Перед выносом тела из морга приехали Власов и Трухин.
— Я понимаю твое горе, Алексей Иванович, — сказал Власов. — Но ты не падай духом. Для тебя самое главное сейчас работа, она поможет тебе преодолеть несчастье.
Он говорил долго, ему, видно, нравилось изображать себя заботливым, внимательным «отцом-командиром», тем более что около крутились корреспонденты из «Добровольца».
Трухин, трезвый, опрятно одетый, равнодушный, откровенно скучал — ему не терпелось поскорее дожить до обеда, когда можно будет опрокинуть в себя умиротворяющую душу жидкость.
Он не выдержал, перебил Власова, запутавшегося в своей длинной речи:
— Андрей Андреевич, вы не забыли, что у вас совещание?
— Помню, помню, — спохватился Власов. — Не отчаивайтесь, голубчик, — явно подражая кому-то, произнес он на прощанье и обратился ко мне: — Павел Михайлович, проследите, чтобы все сделали в наилучшем виде.
Трухин, подав мне руку, с усмешкой сказал:
— Вы уж постарайтесь, голубчик, чтобы все в наилучшем.
Мы ехали на грузовике — Астафьев со своей подружкой, похожей на мальчика, — она всю дорогу тихонько плакала, — два солдата из комендантского взвода и незнакомая женщина в черном платье и в черном платке, повязанном по-монашески.
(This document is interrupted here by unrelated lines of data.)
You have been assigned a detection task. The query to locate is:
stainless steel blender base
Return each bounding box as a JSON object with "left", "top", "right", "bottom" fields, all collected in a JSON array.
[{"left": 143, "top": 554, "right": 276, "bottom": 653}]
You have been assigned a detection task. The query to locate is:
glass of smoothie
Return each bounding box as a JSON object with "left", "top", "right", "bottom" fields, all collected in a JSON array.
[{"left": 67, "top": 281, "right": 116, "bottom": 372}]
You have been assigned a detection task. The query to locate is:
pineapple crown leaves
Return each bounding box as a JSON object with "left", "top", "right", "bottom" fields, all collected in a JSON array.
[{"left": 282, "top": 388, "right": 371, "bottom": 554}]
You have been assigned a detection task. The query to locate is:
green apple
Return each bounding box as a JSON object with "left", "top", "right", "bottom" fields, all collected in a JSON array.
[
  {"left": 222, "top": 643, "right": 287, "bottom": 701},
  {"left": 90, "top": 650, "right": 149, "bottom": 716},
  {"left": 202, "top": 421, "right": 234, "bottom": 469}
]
Алексей Иванович сидел, положив руку на гроб. Глаза у него были сухие, за всю дорогу он не произнес ни одного слова.
Киру похоронили на кладбище неподалеку от Добендорфа, на участке, отведенном для русских офицеров.
Алексей Иванович помог снять гроб с машины, нес его вместе со всеми до узкой, экономно вырытой могилы — все молча, без слез. Подружка Астафьева, — я узнал, что ее зовут Клава Козихина, — тоскливо сказала поручику:
— Господи, что же он молчит!
Когда гроб опустили и солдаты вооружились лопатами, Козихина истерично крикнула:
— Подождите!
Она подошла к краю могилы, плача, кинула горсть сухой, пыльной земли на гроб и сердито приказала Орлову:
— Бросьте! Нельзя так…
Орлов послушно исполнил ее требование и отошел в сторону.
Солдаты быстро закидали могилу, похлопали лопатами по маленькому холмику, покурили и пошли к машине. Астафьев с трудом увел Козихину — плакать она уже не могла, ее одолела икота.
А Орлов все сидел у могилы. Я подошел к нему:
— Пойдем, Алексей Иванович… Надо ехать… Он решительно поднялся:
— Надо так надо.
Подошел к могиле Киры, постоял и пошел впереди меня. У ворот он повернулся ко мне:
— Сейчас Сережа, наверное, дома. И ничего он не знает…
Через два дня застрелился поручик Астафьев. Тогда не могли понять, что заставило его покончить с собой. Трухин угрюмо изрек:
— Разберемся на страшном суде.
А я пожалел, что так и не поговорил с Астафьевым всерьез.
Позднее Клава Козихина рассказала, как все это произошло:
— После смерти Киры его словно подменили. Он совсем перестал со мной разговаривать — все молчал. Молчал и пил. Он и до этого со мной ласковый был, а тут совсем стал словно ребенок — положит голову ко мне на колени, руки мне целует и молчит…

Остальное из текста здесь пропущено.